I was looking for more information on the outliers in the data set — the easily visible spikes.
When I got the report, it had comprehensive information on not only the handful of outliers, but also regarding another twenty-five samples. Everything was presented very prettily — the report must have taken hours.
However, the inclusion of the additional information didn’t help. It made it difficult to focus on the outliers.
All of that extra work, done in the spirit of being helpful and conscientious, made the project harder.
This happens often. When we apply straight-A student energy in a professional context, it creates a contagious hassle.
I’ll give you another example. A colleague of mine is working to curb a habit of sending long emails to her friends and colleagues. She wants to be helpful, and she’s willing to spend forty-five minutes sharing her best expertise and showing care to one person.
The problem is that the person on the other end doesn’t necessarily receive such an email as a gift. The five hundred words of thoughtful, caring advice might actually feel like an obligation in the middle of a busy workday. Are we supposed to send a five hundred words back?
Of course, straight-A student energy can ruin school, too. If students are rewarded for doing more than is required, they will do it, creating more work for the teacher and raising the bar for everyone else. The problem is, a lot of this extra effort is showy, unnecessary, or even expensive, like a full-color laser printed report cover or a batch of finely decorated, on-theme cookies to go along with the report. These things don’t necessarily contribute to the learning objectives and carry the exhausting expectation of others’ approval.
I was once on a Zoom call where someone had spent hours crafting an elaborate video background as a tribute to the presenter. It was distracting and embarrassing. Everyone pretended not to notice it so as not to sidetrack the meeting or reward the attention-seeker for this display.
Of course, it’s not always attention or praise that the “above and beyond” people are after. Another driver is the need for safety and security. Some of us carry the belief that doing more than what was asked will make us invaluable and indispensable. After all, how could someone disapprove of getting more than they asked for?
As a mean old boss, though, I can say that getting more than I asked for can be frustrating. It means that my instructions weren’t followed. And if someone is desperate for a sense of safety, their outsize desire for my approval and reassurance will be a burden to me and complicate my work.
That may sound callous, but at the core of it is a desire for my team to find and enjoy their own ease, self-confidence, and satisfaction. I want them to have a sense of well-being that doesn’t depend on me personally — a favor I return. We rely on our systems to be stable and secure, which frees us all up to do our best work.
If someone doesn’t feel safe in their work or in their life, I can’t fix that. Often, such a person doesn’t trust the systems, so they do things like follow up to make sure you got an email or double-check the thing that someone else was responsible for checking. They are worried about getting things wrong, so they add steps to the process and wait for decisions to be re-confirmed. Over time, their anxiety adds more work, compromises the systems, and increases stress for others.

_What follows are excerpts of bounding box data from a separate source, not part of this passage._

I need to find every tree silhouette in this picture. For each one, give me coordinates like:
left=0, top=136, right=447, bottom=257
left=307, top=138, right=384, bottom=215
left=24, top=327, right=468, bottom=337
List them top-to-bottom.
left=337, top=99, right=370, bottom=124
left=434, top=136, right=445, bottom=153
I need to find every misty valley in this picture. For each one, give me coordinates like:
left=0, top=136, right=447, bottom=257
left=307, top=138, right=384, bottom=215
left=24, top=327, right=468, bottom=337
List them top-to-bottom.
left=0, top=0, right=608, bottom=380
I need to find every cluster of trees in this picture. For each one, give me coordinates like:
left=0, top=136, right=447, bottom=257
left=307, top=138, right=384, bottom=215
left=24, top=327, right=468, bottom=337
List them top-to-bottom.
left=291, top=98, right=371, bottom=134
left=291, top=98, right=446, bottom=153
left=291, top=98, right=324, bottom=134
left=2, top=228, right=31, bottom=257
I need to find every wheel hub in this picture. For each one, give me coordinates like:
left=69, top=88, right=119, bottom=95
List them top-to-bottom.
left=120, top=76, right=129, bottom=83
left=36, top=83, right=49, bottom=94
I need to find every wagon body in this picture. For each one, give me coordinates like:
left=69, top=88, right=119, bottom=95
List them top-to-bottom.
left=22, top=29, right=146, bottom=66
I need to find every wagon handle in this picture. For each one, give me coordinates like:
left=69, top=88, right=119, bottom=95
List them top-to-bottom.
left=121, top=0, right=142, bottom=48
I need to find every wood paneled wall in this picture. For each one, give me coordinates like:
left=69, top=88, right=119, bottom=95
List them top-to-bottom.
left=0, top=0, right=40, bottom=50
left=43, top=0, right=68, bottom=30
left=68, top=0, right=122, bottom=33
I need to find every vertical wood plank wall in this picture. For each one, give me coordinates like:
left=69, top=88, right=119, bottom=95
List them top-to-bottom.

I don’t see this problem talked about much, but the contagious hassle brought on by overachieving and approval-seeking is an insidious productivity-killer, time waster, and energy drain for everyone involved. I hope that by highlighting it, I can begin a conversation about it and potentially help individuals and organizations to let go of these habits and patterns.
Have you seen this phenomenon in your own work or elsewhere? How have you dealt with it?